Minutes, hours, maybe days later, Donny looks up. Julia’s stirring in the bed, comforter pulled up to her chin.  She looks blurry and warm. “You’re still here,” she says, surprised.

“Oh, uh. Lost track of time. I’m just leaving.”

Julia raises her eyebrows. Asks: “Are you going to sleep if you go back to your room?”

Donny looks at his hands. Donny looks at Julia, and her sleep-mussed hair. Donny thinks about piano keys and major chords and the way the band sounds when they’re riffing, totally free. He thinks about the line of Julia’s neck.

Julia pats the pillow next to her. “Come over here. No funny business.”

Donny toes off his shoes. Climbs in.

“Sleep,” she says, softly, like an order. Like a prayer.

He closes his eyes obediently. Listens to Julia’s rustling of the covers, listens to her breath evening out.

Before the band, during the worst of it, back in Cleveland, Donny would play all night, too wired to sleep, to feel, to dream. Chasing only the notes in his head, trying, trying, to make sense out of the chaos of returning. To make his surviving worth something, to someone. To make it worth it to himself. Now, Donny thinks: _thank god._

Wakes up to muffled whispering, Julia’s saying “Yes, Mom, he’s sleeping but it isn’t like that. Well—yes. Okay, it’s exactly like that. No, but—”

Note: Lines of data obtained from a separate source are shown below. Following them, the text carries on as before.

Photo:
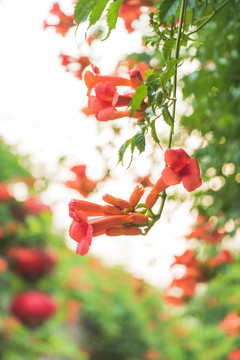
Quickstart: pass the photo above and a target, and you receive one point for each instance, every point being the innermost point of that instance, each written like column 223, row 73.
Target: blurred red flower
column 32, row 308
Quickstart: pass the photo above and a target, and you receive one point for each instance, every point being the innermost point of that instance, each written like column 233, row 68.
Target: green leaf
column 140, row 141
column 167, row 116
column 97, row 11
column 95, row 8
column 112, row 15
column 83, row 9
column 122, row 150
column 138, row 97
column 153, row 132
column 167, row 47
column 169, row 71
column 168, row 8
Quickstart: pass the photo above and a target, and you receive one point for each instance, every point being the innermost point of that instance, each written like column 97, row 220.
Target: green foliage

Donny closes his eyes again.

***

They play a show in a too-packed club in St. Louis, their last night there, audience pressing in on all sides. Julia stands at the microphone and has the crowd on their side in a second, quiet and fierce, her fingers wrapped around the mic stand. Donny lets the sound wash over him, adrenaline zipping through his veins, focuses on the downbeats and the piano keys and cueing Wayne in for his solo at exactly the right moment.

Donny paces the length of their train car, afterwards, tries to come down from the music-high. Julia strums her ukelele, and watches. Tips her face up to kiss him.

***

Back in New York: Donny goes shopping for rings. Just in case.

***

Julia sits crosslegged on the floor of Donny’s postage stamp kitchen, pen pushed back behind her ear, notebook in her lap. The band’s getting antsy, itching for new songs. Their agent's been talking about an album. She chews her lip, writes a line, catches Donny looking at her. Smiles.

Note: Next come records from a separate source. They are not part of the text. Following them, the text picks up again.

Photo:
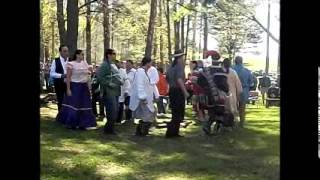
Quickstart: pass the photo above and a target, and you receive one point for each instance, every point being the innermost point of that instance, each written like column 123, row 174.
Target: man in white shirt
column 124, row 89
column 154, row 79
column 130, row 75
column 58, row 73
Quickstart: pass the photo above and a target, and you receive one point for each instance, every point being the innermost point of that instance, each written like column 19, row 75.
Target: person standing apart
column 235, row 87
column 76, row 111
column 124, row 90
column 58, row 73
column 264, row 84
column 245, row 77
column 110, row 81
column 177, row 94
column 130, row 75
column 142, row 97
column 95, row 89
column 163, row 88
column 154, row 79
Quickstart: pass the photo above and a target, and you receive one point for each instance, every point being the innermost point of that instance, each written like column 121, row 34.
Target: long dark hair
column 175, row 61
column 145, row 60
column 195, row 63
column 227, row 64
column 77, row 52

Donny smiles back, and sees a lifetime of singing together over a piano, sees kids and Christmases and a Sunday roast, Julia’s toes tucked under his thigh, poetry books stacked high on the coffee table.

“Marry me,” Donny blurts out, easy as breathing.

Julia’s face breaks into a smile, sudden, like the sun coming out after the rain. She crawls into his lap, no hesitation. Takes his face in both her hands, says: “Yes.”

***

They send Julia’s mother a ticket in the mail; a weekend in the city, an engagement party, a welcome breakfast at Julia’s church on 71st. Donny goes with Julia to meet her in Grand Central; their hands flutter over each other, checking. When they pull away from their hello hug, two sets of eyes are damp. Donny stays out of their way and tries to look worthy. He has a speech all planned: how he knows it would be her second wedding, if she doesn’t want a big to do, if she thinks it might drum up too much grief because of Michael, he understands. How he can wait, if she needs more time How all that matters to him is them being together, and her mother being there to witness it.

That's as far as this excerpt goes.